Table of contents
Description of advanced features
Models/platforms not Explained in Class, Advanced Functions of Modules
SageMaker
In our project, we incorporate SageMaker to parallelize our model. Amazon SageMaker is an easy-to-use machine learning service. It enables us to use Jupyter authoring notebook instances to access our datasets. There are many machine learning algorithms that could be utilized to optimize to run efficiently against extremely large data in a distributed environment. There are many specific features(“perks”) for choosing SageMaker as our main service. We will illustrate the details below.
Multiple Instances
- SageMaker allows us to easily choose and change multiple instances in our pipeline and also change aroun their instance types.
Support for Our Own Algorithms and Frameworks
- SageMaker offers flexible distributed training options that adjust to users’ specific workflows. This means that we could deploy a model into a secure and scalable environment by launching it with only a few clicks from SageMaker Studio or the SageMaker console. Moreover, training and hosting are billed by minutes of usage, with no minimum fees and no upfront commitments. For our case, SageMaker is easy to adapt to our customized Random Forest algorithm specifically designed to process gene expression data. This is a great advantage since we need to parallelize other researchers’ existing code. This is a platform perfect for our project’s use.
Studio
- SageMaker Studio is an integrated development environment (IDE) that we used to build, train, debug, deploy, and monitor our machine learning models. It helps us to take our models from experimentation to production while boosting productivity easily. The best thing we like about the Studio is that we could operate in a single unified visual interface. We are able to conveniently link our Github repository and write and execute code in Jupyter notebooks. In addition, for the test/experiment stage, we could deploy the models and monitor the performance of each model. At last, Studio also makes it easier to track and debug the machine learning experiments.
Model Building Pipelines
- This is also a feature we have tried out in our process. We tried SageMaker Model Building Pipelines to help build machine learning pipelines that take advantage of direct SageMaker integration. Because of this integration, we can create a pipeline and set up SageMaker Projects without worrying about the step creation and management. The easy steps include:(code of our pipeline attached)
- setup the environment
- download the dataset
- define pipeline parameters
- define training step
Function Estimator
- We have our code attached in the previous section. Some more technical details. Estimators is a high level interface for SageMaker training. It could handle end-to-end Amazon SageMaker training and deployment tasks. We could define a way to determine what image to use for training, what hyperparameters to use, and how to create an appropriate predictor instance.
Data Wrangler
- This feature includes lots of functions , including import, prepare, transform, featurize, and analyze data. However, we mainly utilize the Import and Data Flow parts. For our project, we use this to connect to and import data from Amazon Simple Storage Service (Amazon S3) directly. This enables a smooth pipeline of combining our data source, SageMaker scripts, Jupyter Notebook, and Spark scripts.
Studio Notebook
- Our motivation to use Studio Notebook is that we have been using Jupyter Notebook in other platforms and classes, and we are familiar with the features of Jupyter Notebook. It has following benefits:
- Amazon SageMaker Studio notebooks are collaborative notebooks that we can launch quickly because we don’t need to set up compute instances and file storage beforehand. A set of instance types, known as Fast launch types are designed to launch in under two minutes. This increases the productivity of the experiments we described in other sections of our report.
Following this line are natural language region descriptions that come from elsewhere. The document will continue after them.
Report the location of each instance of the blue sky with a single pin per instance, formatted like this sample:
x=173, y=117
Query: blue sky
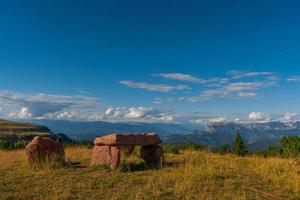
x=168, y=61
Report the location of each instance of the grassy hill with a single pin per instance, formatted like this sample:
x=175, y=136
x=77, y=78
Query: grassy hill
x=17, y=134
x=188, y=175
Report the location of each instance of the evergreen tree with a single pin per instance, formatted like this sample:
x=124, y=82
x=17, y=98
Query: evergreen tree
x=239, y=147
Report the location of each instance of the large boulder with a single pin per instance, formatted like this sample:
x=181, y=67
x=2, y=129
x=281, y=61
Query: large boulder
x=43, y=149
x=153, y=155
x=106, y=155
x=149, y=139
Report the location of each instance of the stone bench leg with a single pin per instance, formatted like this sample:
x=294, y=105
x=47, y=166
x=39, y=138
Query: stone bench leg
x=128, y=149
x=106, y=155
x=153, y=155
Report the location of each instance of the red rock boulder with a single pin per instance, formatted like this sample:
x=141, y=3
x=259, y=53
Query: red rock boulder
x=106, y=155
x=42, y=149
x=153, y=155
x=123, y=140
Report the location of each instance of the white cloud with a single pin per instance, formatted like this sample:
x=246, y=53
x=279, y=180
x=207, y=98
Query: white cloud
x=182, y=77
x=23, y=114
x=242, y=74
x=243, y=86
x=217, y=120
x=293, y=79
x=154, y=87
x=40, y=105
x=289, y=117
x=247, y=94
x=259, y=116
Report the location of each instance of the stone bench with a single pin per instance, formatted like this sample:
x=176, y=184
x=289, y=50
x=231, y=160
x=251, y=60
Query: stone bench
x=107, y=149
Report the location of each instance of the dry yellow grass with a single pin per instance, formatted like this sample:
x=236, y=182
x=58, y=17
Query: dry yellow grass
x=190, y=175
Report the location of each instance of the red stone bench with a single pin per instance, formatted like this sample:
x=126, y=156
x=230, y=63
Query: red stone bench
x=107, y=149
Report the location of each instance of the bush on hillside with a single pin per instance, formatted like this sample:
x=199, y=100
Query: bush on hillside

- In addition, Studio notebooks provide persistent storage, which enables us to view and share notebooks even if the instances that the notebooks run on are shut down.
Preprocessing
- This is a feature we suggest future researchers could use to combine with our notebooks and scripts. We originally plan to use this feature to manage our data processing workloads, such as feature engineering, data validation, model evaluation, and model interpretation. However, due to limited time and Amazon resources, we could not utilize this. But our pipeline could be modified to fit this feature easily.
Techniques to Mitigate Overheads
- The configuration of the number of CPU used. Through the experiment, we parallelize the process using 4 to 72 cores. However, the optimal number of cores is 8 cores. The reason might be it minimizes the data transfer and communication cost comparing to larger number of cores.
Challenging Oarallelization or Implementation Aspects
- Data size too big: with limited instance and memory resources we have, we need to choose carefully the most economical-friendly instance with as large memory as possible.
- Though AWS estimator allows multiple instances for each job, it requires us to convert our data to a different data type which is harder to process and modify in our original cod. Hence, considering the trade off, we didn’t use it.